When I finally lift my head, he’s watching me.

“Hi,” I whisper.

“Hey.” His voice is rough from sleep. “You were talking in your sleep.”

“Was I?”

He nods, smiling faintly. “You said something about the ocean.”

“That sounds about right.” I shift closer until we’re touching, his chest pressed to mine. The sheet tangles between us, too warm and too soft.

For a while, neither of us speaks. It’s the kind of silence that says everything: this is the end, and we both know it.

Ben’s hand drapes around my waist and he pulls me even closer to his body, his hard cock between us against my belly. His fingertips trace the soft skin of my thigh, then drag up to my hip where my constellation tattoo sits. I hear his breath in my ear, and I’m sure if I move my hand up his chest I will feel his heart trying to beat itself out of him.

“In my dream,” I murmur, half lost in Ben’s scent, “I didn’t know when I’d see the ocean again.”

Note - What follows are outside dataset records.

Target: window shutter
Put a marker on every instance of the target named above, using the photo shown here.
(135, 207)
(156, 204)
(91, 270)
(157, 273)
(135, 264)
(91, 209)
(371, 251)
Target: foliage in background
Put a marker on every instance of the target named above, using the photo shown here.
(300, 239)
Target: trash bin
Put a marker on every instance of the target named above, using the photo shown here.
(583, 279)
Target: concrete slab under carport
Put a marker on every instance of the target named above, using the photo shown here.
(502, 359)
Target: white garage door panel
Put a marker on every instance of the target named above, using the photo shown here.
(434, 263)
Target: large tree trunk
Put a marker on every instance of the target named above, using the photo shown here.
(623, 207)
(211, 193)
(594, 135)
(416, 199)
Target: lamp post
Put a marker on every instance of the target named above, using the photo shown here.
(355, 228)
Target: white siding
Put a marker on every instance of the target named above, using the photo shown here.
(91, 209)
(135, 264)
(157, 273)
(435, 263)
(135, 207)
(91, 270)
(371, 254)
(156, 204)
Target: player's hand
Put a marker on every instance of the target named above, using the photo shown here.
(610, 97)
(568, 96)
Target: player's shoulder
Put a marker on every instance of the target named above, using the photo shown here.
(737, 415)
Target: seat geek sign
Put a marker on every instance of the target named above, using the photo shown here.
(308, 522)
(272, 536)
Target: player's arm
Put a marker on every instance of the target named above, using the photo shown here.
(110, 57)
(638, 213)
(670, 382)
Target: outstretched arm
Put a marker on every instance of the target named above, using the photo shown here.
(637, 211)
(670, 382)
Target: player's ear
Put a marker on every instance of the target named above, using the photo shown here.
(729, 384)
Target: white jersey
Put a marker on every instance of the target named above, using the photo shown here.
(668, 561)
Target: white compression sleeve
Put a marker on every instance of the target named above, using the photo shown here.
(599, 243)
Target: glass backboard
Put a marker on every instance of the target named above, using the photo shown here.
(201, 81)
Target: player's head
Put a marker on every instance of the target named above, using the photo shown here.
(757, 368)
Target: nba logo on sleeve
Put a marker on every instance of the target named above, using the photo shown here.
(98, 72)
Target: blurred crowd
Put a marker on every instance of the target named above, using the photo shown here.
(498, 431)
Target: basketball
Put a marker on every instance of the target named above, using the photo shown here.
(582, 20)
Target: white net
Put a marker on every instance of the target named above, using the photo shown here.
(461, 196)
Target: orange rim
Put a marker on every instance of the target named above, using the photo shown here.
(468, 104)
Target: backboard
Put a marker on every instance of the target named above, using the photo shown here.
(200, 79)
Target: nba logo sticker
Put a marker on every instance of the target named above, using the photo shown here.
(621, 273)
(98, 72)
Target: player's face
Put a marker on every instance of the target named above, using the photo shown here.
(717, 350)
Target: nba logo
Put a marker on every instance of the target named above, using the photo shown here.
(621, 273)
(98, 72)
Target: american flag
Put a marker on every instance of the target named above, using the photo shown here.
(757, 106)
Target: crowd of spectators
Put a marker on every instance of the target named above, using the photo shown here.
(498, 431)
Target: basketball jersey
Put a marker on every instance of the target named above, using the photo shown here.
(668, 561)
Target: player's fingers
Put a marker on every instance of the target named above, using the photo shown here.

His breath stills against my neck.

“It was this feeling,” I say, eyes dragging down his arms, following a particularly detailed vine, “of weightlessness, with no lists or deadlines or pressures dragging me down. Like everything magically evaporated in the sun.”

Ben presses his lips to the curve of my shoulder, a silent acknowledgement. I wonder if he’s getting what I’m saying—that this, him, makes me feel this way. And that I’m not sure when I’ll get it back.

I straddle his lap and his hands find my waist like they always do. “I don’t know when I’ll get that again,” I add as he shifts higher against the headboard, the rough tan fabric brushing his shoulders. His hand comes up to push a lock of hair off my face, then lingers there, thumb tracing the curve of my jaw.

Ben’s eyes are soft, almost reverent. It’s the kind of gaze that makes it impossible to hide, that sees through every deflection and brave face I’ve built since I separated.